Mengapa demikian? Karena urusan delete-mendelete komentar ini, dalam ukuran Kompasiana sangat besar dan akan sangat merepotkan jadinya. Pertama, mungkin tidak efektif karena terlalu banyak komentar masuk setiap harinya setiap harinya. Betapa merepotkannya bagi Admin untuk melihat dan menilai siapa yang perlu diblokir dan siapa yang masih bisa diterima. Kedua, bisa jadi tidak efektif karena ukurannya apa? Bagaimana mengukur sebuah komentar mempersehat atau mempersakit adu argumentasi yang berlangsung? Komentar yang ngelawak? Atau yang maki-maki? Yang penuh caci-maki pun kadang poinnya penting walaupun disampaikan dengan carut marut. Berarti Admin harus tiap hari mengawasi, setiap akun, setiap tulisan, setiap komentar. Atau ada metoda pelaporan? Ini juga sukar, ini bisa-bisa nantinya malah jadi lomba pengaduan. Si A melaporkan B, si B melaporkan A ke Admin. Nah lo Admin bingung, yang musti di-delete yang mana?

Hal lain yang menyebabkan saya keberatan dengan otoritas Admin untuk memberangus komenter menjengkelkan adalah jika pada akhirnya justru ukuran yang dipakai terlalu ketat sehingga akhirnya malah mematikan suasana lalu lintas dan silang pendapat yang ‘riuh’ dan yang justru adalah daya tarik–setidaknya bagi saya–Kompasiana dibandingkan dengan blog lain.

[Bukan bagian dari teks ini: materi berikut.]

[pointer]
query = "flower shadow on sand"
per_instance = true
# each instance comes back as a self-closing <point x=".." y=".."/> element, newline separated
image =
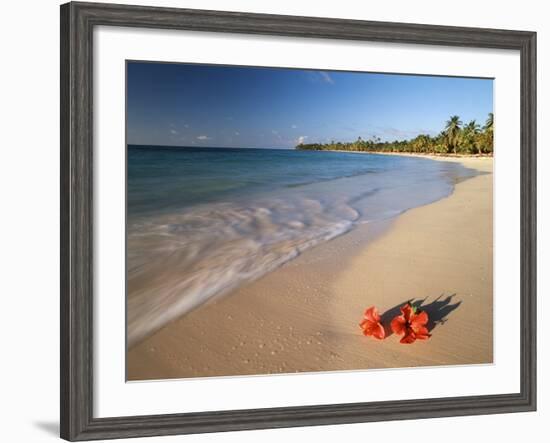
<point x="438" y="311"/>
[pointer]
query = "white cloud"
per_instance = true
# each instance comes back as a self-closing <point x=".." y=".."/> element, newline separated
<point x="325" y="77"/>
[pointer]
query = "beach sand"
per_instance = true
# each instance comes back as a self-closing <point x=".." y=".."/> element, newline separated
<point x="304" y="316"/>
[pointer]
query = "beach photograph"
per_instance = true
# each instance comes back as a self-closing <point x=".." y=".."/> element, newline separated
<point x="283" y="220"/>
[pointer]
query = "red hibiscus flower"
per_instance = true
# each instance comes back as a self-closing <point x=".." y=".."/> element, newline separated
<point x="411" y="324"/>
<point x="371" y="324"/>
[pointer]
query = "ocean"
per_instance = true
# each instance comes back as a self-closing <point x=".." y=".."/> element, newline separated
<point x="202" y="221"/>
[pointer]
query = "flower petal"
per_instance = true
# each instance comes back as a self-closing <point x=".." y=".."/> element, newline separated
<point x="399" y="325"/>
<point x="379" y="332"/>
<point x="407" y="311"/>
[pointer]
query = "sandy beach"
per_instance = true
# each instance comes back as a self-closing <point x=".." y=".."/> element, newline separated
<point x="304" y="316"/>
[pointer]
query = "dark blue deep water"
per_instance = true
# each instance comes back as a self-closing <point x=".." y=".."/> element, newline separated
<point x="202" y="221"/>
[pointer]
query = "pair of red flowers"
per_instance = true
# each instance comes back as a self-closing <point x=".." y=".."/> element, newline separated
<point x="411" y="324"/>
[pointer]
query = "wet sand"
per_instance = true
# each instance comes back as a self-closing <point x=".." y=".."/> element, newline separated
<point x="304" y="316"/>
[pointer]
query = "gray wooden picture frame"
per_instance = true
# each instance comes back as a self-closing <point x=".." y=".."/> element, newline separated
<point x="77" y="23"/>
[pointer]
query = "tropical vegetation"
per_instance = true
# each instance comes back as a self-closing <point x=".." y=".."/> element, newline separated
<point x="457" y="138"/>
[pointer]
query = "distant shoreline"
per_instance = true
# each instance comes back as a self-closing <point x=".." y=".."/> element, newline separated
<point x="408" y="154"/>
<point x="304" y="316"/>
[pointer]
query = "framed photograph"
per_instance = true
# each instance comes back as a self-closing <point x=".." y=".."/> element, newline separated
<point x="272" y="221"/>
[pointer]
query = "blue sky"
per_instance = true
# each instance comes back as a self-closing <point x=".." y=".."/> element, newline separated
<point x="230" y="106"/>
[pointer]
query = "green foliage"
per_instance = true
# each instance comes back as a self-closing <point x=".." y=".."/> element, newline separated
<point x="454" y="139"/>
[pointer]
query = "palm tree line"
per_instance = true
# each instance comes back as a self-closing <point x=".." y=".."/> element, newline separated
<point x="457" y="139"/>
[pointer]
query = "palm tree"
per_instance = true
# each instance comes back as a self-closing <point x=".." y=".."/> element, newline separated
<point x="489" y="123"/>
<point x="470" y="132"/>
<point x="452" y="131"/>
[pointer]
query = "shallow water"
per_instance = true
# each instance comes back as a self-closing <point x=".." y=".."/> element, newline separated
<point x="202" y="221"/>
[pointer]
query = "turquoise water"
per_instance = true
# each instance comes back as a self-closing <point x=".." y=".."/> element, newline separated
<point x="202" y="221"/>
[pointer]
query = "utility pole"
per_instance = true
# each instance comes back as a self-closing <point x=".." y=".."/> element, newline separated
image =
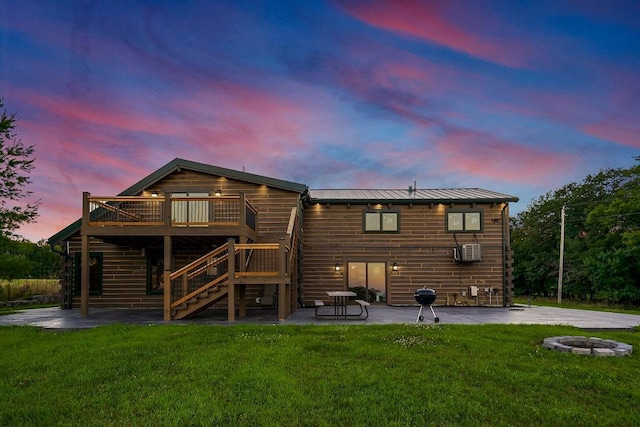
<point x="561" y="262"/>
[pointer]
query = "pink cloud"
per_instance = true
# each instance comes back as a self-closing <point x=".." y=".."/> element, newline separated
<point x="620" y="133"/>
<point x="482" y="155"/>
<point x="433" y="22"/>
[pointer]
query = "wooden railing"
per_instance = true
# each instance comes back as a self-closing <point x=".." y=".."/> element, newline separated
<point x="252" y="262"/>
<point x="204" y="211"/>
<point x="202" y="274"/>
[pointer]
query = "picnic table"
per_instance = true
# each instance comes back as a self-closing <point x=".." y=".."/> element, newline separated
<point x="340" y="303"/>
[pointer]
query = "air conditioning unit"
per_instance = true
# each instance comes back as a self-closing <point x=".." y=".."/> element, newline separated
<point x="471" y="252"/>
<point x="468" y="253"/>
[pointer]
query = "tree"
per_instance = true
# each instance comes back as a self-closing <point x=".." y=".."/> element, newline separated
<point x="602" y="239"/>
<point x="15" y="165"/>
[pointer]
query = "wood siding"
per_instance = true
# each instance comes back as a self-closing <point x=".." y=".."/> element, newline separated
<point x="422" y="249"/>
<point x="273" y="205"/>
<point x="124" y="281"/>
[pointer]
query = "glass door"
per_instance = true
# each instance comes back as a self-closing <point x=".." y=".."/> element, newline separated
<point x="368" y="280"/>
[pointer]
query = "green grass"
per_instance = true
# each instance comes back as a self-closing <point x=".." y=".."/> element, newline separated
<point x="291" y="375"/>
<point x="580" y="305"/>
<point x="23" y="288"/>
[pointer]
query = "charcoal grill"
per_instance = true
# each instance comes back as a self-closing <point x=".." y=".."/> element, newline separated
<point x="425" y="297"/>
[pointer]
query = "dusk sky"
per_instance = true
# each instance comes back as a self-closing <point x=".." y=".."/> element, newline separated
<point x="520" y="97"/>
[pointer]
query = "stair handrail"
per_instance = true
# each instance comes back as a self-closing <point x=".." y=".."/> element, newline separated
<point x="203" y="258"/>
<point x="217" y="281"/>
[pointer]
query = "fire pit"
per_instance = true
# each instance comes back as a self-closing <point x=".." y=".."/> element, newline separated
<point x="589" y="346"/>
<point x="425" y="297"/>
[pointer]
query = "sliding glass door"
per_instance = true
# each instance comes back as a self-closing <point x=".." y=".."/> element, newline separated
<point x="368" y="280"/>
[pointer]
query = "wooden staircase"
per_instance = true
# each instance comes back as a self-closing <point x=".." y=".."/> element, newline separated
<point x="213" y="292"/>
<point x="213" y="277"/>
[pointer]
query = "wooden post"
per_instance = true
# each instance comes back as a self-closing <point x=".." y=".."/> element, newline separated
<point x="243" y="212"/>
<point x="242" y="303"/>
<point x="282" y="286"/>
<point x="84" y="277"/>
<point x="84" y="257"/>
<point x="231" y="299"/>
<point x="167" y="210"/>
<point x="167" y="273"/>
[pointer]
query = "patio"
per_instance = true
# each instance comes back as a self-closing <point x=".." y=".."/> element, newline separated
<point x="56" y="318"/>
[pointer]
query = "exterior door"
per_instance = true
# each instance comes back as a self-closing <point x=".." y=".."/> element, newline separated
<point x="368" y="280"/>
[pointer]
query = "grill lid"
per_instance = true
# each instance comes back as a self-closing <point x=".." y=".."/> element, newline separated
<point x="425" y="296"/>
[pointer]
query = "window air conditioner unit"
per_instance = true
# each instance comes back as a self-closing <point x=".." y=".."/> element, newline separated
<point x="468" y="253"/>
<point x="471" y="252"/>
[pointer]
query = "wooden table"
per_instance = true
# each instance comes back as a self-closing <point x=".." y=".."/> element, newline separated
<point x="340" y="299"/>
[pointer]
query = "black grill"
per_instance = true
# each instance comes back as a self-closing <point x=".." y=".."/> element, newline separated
<point x="425" y="297"/>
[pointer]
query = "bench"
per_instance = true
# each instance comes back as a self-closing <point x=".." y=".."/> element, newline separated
<point x="363" y="307"/>
<point x="363" y="311"/>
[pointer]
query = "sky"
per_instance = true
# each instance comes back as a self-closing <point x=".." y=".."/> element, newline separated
<point x="519" y="97"/>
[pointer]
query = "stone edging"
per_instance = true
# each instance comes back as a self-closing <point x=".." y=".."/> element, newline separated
<point x="589" y="346"/>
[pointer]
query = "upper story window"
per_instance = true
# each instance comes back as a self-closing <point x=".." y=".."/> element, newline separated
<point x="381" y="222"/>
<point x="461" y="221"/>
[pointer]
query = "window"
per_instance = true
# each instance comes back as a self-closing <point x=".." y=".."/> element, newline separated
<point x="188" y="213"/>
<point x="381" y="222"/>
<point x="95" y="274"/>
<point x="464" y="221"/>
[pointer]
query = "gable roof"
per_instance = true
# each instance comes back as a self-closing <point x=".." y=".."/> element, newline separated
<point x="446" y="195"/>
<point x="176" y="165"/>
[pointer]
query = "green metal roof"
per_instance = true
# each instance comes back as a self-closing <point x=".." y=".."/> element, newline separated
<point x="179" y="164"/>
<point x="444" y="195"/>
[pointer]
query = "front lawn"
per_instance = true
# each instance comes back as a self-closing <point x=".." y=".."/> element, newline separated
<point x="253" y="375"/>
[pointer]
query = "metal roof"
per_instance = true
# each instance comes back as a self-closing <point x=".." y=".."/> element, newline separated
<point x="470" y="195"/>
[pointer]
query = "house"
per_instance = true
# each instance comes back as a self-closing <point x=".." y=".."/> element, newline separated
<point x="191" y="235"/>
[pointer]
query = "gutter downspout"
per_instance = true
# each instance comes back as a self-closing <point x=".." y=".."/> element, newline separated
<point x="504" y="256"/>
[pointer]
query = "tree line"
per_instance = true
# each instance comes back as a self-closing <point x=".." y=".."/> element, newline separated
<point x="602" y="240"/>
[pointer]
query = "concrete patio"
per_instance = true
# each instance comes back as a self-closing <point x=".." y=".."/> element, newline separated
<point x="57" y="318"/>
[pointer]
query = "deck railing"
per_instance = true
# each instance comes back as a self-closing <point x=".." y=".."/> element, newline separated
<point x="250" y="261"/>
<point x="202" y="211"/>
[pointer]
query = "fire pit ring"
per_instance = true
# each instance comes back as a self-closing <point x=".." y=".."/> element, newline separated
<point x="588" y="346"/>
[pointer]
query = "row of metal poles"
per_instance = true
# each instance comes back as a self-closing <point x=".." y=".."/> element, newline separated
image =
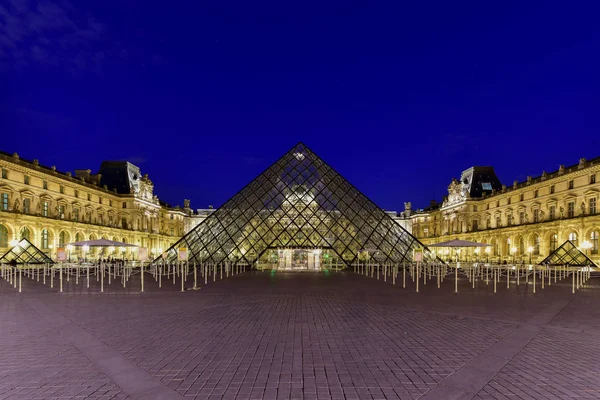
<point x="494" y="273"/>
<point x="121" y="272"/>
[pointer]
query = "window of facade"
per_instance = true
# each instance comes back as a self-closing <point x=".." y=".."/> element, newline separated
<point x="3" y="236"/>
<point x="573" y="238"/>
<point x="536" y="245"/>
<point x="62" y="239"/>
<point x="4" y="202"/>
<point x="571" y="209"/>
<point x="553" y="242"/>
<point x="45" y="245"/>
<point x="25" y="233"/>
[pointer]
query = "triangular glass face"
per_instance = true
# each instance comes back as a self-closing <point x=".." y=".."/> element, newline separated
<point x="569" y="254"/>
<point x="25" y="253"/>
<point x="299" y="202"/>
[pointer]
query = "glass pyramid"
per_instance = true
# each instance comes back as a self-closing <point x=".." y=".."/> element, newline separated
<point x="568" y="253"/>
<point x="298" y="202"/>
<point x="25" y="252"/>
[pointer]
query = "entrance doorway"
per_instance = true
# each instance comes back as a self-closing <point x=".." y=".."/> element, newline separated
<point x="299" y="259"/>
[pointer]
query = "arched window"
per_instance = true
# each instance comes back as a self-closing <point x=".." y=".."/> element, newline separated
<point x="536" y="245"/>
<point x="573" y="238"/>
<point x="521" y="245"/>
<point x="25" y="233"/>
<point x="62" y="238"/>
<point x="3" y="236"/>
<point x="553" y="242"/>
<point x="594" y="240"/>
<point x="45" y="244"/>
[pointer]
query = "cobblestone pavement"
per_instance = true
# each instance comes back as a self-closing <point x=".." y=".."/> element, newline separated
<point x="299" y="336"/>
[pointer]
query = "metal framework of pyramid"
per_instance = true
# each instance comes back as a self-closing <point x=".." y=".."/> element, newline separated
<point x="298" y="202"/>
<point x="25" y="252"/>
<point x="569" y="254"/>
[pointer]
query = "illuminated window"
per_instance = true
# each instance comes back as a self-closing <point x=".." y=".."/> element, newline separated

Identitas Palsu/Anonim/Alias/Nama Samaran dan Tokoh Fiktif

Satu hal lagi yang dianggap meresahkan adalah identitas palsu atau akun anonim, misalnya: laki ngaku perempuan, anak SMA ngaku S3, duda beranak tiga ngaku perjaka ting-ting, atau yang masih hangat: entah siapa tapi karena namanya mirip dikira staf khusus Presiden.
Saya tidak menganggap anonimitas meresahkan melainkan justru bagian yang sangat berharga dari media internet. Mengapa? Karena bagi saya pribadi, praktis semua kompasianer (kecuali yang pernah bertemu muka dan saya kenal secara pribadi) adalah anonim. Dengan beranggapan bahwa semua orang adalah anonim, fokus pemikiran saya bukanlah pada siapa orangnya, bukan pada penampilannya di foto, bukan pada usia atau jenis kelamin, bukan suku bangsanya, bukan domisilinya, tetapi semata-mata hanyalah apa isi pemikirannya yang dituangkan dalam tulisan dan komentarnya. Hanya ide, lain tidak. Anonimitas memfokuskan saya pada ide seseorang dan menjauhkan saya dari prasangka, dan menghindarkan saya dari perilaku 'menyerang' secara ad-hominem. Fokus pada ide juga mencegah saya dari tergoda oleh pria berwajah ganteng di foto profilnya. Siapa yang tahu wajah aslinya kayak apa. Dengan begitu, saya akan fokus menilai 'isi' dan bukan 'bungkus.'

Dengan fokus pada ide belaka, saya pun tidak terlalu peduli apakah felix itu peternak bebek atau staf khusus Presiden. Buat saya tidak ada bedanya, oleh karenanya, konfirmasi langsung dari yang bersangkutan bagi saya agak berlebihan, terutama kalau kita tidak pernah menganggap serius dan meributkan klaim seseorang atas identitas samarannya atau identitas samaran orang lain. Lagipula, siapa yang tahu kalau staf khusus ini tidak sedang berbohong ketika dia membantah bahwa felix adalah dirinya (walaupun saya yakin tidak demikian halnya). Apa kita perlu panggil ahli telematika untuk pembuktian ilmiah dan berkekuatan hukum? Buat apa repot-repot, lihat saya idenya, ngapain liat orangnya, delete saja komentarnya kalau keterlaluan, memangnya tidak boleh mendelete komentar yang bahkan datang dari Presiden Republik ini sekalipun.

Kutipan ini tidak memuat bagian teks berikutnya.